Advanced Prostate Cancer and Caregiving
Address Legal and Financial Affairs
When taking care of an ill person, it often seems like time stands still. But that's not the case. Bills continue to arrive in the mail. Medical and financial decisions about the future require attention now, before it's too late. Here are ways you can prepare.
Encourage your loved one to fill out an advanced health directive. This document has two purposes. It lets the doctor know, in writing, the extent of medical interventions he desires to extend his life. Plus, it assigns an "agent," a person to make his wishes known if he can no longer communicate. You can get an advanced health directive from the hospital or the doctor. A doctor who is familiar with your loved one's health status, or a hospital social worker, can help with the form.
Assist your loved one in seeking financial power of attorney. Like the advanced health directive, this document appoints someone to handle his financial affairs if he is no longer able.

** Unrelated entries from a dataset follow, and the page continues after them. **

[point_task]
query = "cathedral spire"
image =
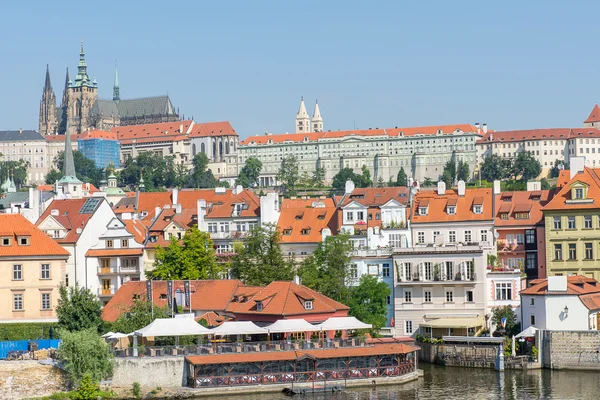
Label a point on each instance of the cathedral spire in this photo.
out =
(116, 91)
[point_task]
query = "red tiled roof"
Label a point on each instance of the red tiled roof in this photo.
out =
(342, 352)
(390, 132)
(69, 217)
(437, 211)
(113, 252)
(285, 299)
(589, 177)
(40, 244)
(594, 115)
(213, 295)
(576, 285)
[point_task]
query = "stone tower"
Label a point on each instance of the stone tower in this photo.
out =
(317, 120)
(302, 119)
(82, 94)
(48, 120)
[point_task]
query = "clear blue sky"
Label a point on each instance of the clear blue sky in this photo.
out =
(510, 64)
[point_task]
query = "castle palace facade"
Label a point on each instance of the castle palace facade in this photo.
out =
(82, 109)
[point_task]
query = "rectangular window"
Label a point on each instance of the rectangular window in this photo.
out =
(45, 271)
(558, 252)
(589, 253)
(46, 305)
(17, 302)
(469, 298)
(557, 223)
(17, 272)
(427, 296)
(503, 291)
(572, 251)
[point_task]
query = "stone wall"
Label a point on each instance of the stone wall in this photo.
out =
(150, 372)
(26, 379)
(571, 350)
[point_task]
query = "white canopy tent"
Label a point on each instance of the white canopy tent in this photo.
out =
(238, 328)
(291, 326)
(342, 323)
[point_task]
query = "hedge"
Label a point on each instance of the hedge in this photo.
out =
(27, 330)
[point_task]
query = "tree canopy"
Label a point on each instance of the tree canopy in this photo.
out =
(259, 259)
(193, 258)
(78, 309)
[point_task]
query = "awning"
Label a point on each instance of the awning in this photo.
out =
(472, 322)
(172, 327)
(291, 325)
(342, 323)
(529, 332)
(238, 328)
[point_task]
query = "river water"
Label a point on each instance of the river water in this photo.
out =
(470, 383)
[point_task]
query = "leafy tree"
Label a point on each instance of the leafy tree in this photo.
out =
(462, 171)
(289, 174)
(259, 260)
(512, 327)
(327, 269)
(138, 315)
(495, 168)
(194, 258)
(318, 178)
(250, 173)
(339, 180)
(368, 301)
(526, 166)
(78, 309)
(85, 353)
(402, 179)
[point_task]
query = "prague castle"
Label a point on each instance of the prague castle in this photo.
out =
(82, 109)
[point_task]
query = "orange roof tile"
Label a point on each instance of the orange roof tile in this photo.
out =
(390, 132)
(562, 200)
(40, 244)
(212, 295)
(436, 206)
(594, 115)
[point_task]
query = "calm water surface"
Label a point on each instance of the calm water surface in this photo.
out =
(470, 383)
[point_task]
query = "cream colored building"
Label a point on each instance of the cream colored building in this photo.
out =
(32, 268)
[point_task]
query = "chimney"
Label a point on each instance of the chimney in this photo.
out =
(496, 187)
(441, 188)
(576, 164)
(461, 188)
(349, 186)
(175, 197)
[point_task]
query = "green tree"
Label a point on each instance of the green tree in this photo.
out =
(339, 180)
(318, 178)
(138, 315)
(327, 269)
(526, 166)
(462, 171)
(78, 309)
(495, 168)
(402, 179)
(194, 258)
(368, 301)
(259, 260)
(85, 353)
(289, 174)
(250, 173)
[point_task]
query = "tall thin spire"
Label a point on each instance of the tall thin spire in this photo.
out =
(116, 92)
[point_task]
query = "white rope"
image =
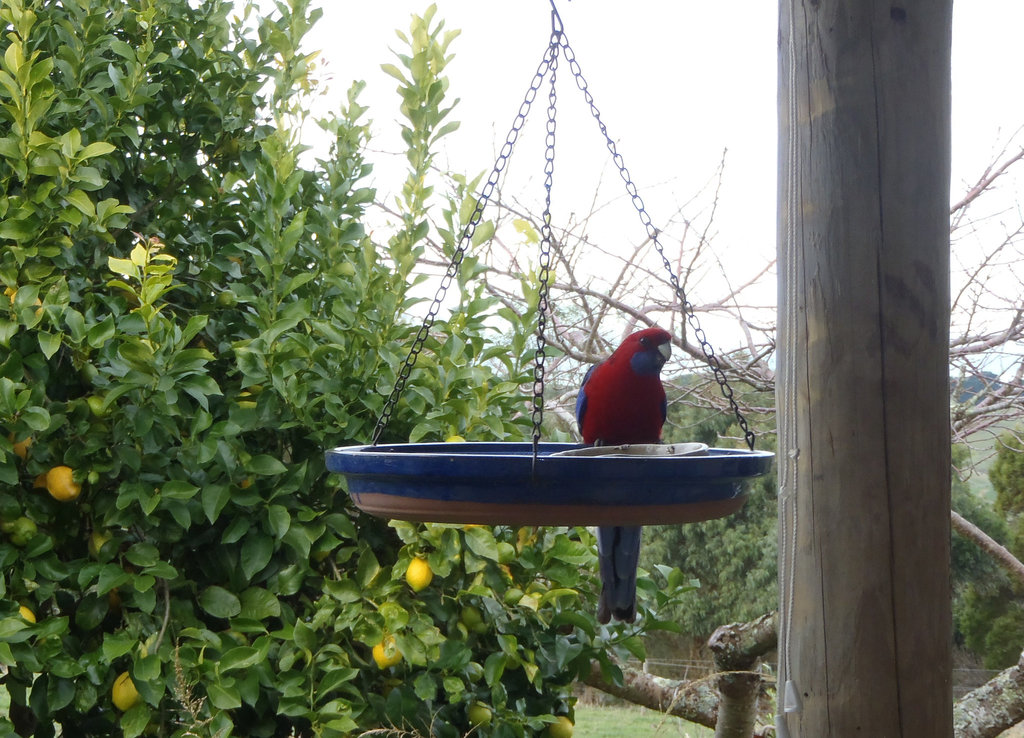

Take Care of the Caregiver
The physically and emotionally intense job of caregiving may lead to exhaustion, depression, and sheer burnout. Many caregivers find it difficult to take any time away from the patient. But even short bouts of time for oneself can help. A recent survey of caregivers reported that "getting away from things for a little while" reduced the stress of caregiving more than any other strategy.
Joining a support group can help, too. It offers caregivers a sympathetic audience with whom they can share their feelings. Plus, caregivers can get tips from others in similar situations.
Too often, caregivers often neglect their own needs. "Many caregivers won't even leave home. They want to be present for the loved one's needs." That's understandable. But remember: caregivers who attend to their own physical and mental health needs are better equipped to take care of someone else's.